A Veteran’s Day Salute to our Valued Partnership with the Defense POW/MIA Accounting Agency
This Veteran’s Day, we at the Roy Rosenzweig Center for History and New Media (RRCHNM) would like to highlight the incredible work of the Defense POW/MIA Accounting Agency (DPAA). The mission of the DPAA is to provide the fullest possible accounting for American personnel lost in foreign conflicts going back to World War II, with the ultimate goal of finding these lost personnel, completing their stories, and bringing them back to their families and loved ones, thus bringing closure to them and to the nation. Such a monumental effort requires an army of professionals working tirelessly across the globe, including administrators, military personnel, historians, archeologists, doctors, scientists, and field specialists.
Of these professionals, historians pay a key role in identification. They do the expert research required to piece together the puzzles of these lost historical narratives. It is this research that enables many other professionals to do their work, and as the DPAA Postdoctoral Research Partner Fellow at George Mason University’s RRCHNM, I am honored to contribute what I can to these important accounting efforts. With the RRCHNM being at the forefront of digital history research methods and GMU’s close proximity to Washington DC and the National Archives, we are ideally situated to assist in DPAA research.
For my small part, I contribute to projects related to the Korean War accounting efforts under the DPAA’s Indo-Pacific Directorate. My work on these projects includes digitization, data collection, mapping, and historical narrative research and writing. As the inaugural fellow, I am proud to have also developed an internship program that is directly connected with the work of the DPAA Fellowship.
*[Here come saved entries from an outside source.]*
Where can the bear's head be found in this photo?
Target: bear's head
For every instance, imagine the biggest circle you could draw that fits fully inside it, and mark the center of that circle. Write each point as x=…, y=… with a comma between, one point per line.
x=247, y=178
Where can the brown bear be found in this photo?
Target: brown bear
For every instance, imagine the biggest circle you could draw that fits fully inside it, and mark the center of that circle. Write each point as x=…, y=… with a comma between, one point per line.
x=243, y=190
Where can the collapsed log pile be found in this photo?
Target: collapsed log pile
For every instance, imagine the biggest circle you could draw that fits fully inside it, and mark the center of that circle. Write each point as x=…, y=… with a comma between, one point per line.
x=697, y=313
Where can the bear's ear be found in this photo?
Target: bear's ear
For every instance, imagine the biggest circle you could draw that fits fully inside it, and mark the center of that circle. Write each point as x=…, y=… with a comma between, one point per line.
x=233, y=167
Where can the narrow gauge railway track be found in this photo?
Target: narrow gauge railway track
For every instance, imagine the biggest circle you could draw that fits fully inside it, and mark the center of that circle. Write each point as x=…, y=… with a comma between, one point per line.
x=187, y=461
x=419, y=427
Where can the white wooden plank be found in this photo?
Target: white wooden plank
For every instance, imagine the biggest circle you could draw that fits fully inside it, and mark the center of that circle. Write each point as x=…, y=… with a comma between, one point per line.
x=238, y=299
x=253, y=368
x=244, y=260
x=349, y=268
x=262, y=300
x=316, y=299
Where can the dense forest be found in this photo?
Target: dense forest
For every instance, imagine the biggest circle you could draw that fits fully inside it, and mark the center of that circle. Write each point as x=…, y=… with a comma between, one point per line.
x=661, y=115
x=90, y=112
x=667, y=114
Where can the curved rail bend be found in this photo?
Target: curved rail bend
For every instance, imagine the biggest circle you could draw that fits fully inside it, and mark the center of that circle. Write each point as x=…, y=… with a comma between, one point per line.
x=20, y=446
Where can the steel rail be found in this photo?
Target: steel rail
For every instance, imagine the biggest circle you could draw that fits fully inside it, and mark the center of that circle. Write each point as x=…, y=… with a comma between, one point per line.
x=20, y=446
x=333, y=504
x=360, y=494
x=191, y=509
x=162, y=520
Open to undergraduate and graduate students, the internship is customized based on the background and professional goals of each intern. In this way, the interns contribute to the DPAA’s accounting efforts while also gaining valuable professional experience and skill in historical research, archival digitization, mapping, public history, Korean history, military history, international history, and working with a large federal government organization. Past interns have created datasets, georectified maps, researched and written historical narratives, presented research, and digitized National Archive records in accordance with strict DPAA standards. This last summer alone, the interns digitized over 2,500 pages of records that can now be added to digital primary source collections, which will be invaluable to DPAA historians.
Because it takes an army of professionals, the DPAA partnership with GMU and the RRCHNM is just one of many. Back in August, the DPAA Partnerships & Innovations (PI) Directorate team visited us at GMU and toured the RRCHNM. In recognition of our partnership and contribution to the DPAA accounting efforts, Mills Kelly (DPAA/GMU Research Principal Investigator), Nate Sleeter (DPAA/GMU Co-Research Principal Investigator), and I received challenge coins from Rocky Gillette (Acting Director of the DPAA PI Directorate). Considering how hard they work for the DPAA mission, we are humbled by the acknowledgement and we hope they will visit again soon!
So, as we honor our veterans, remember this army of professionals and help spread the word about all the important work that the DPAA does. This is just the beginning of this valued partnership between them and the RRCHNM. We are honored to do our small part and look forward to the future. Together, we hope to continue to reconstruct these lost histories for their families and for the nation.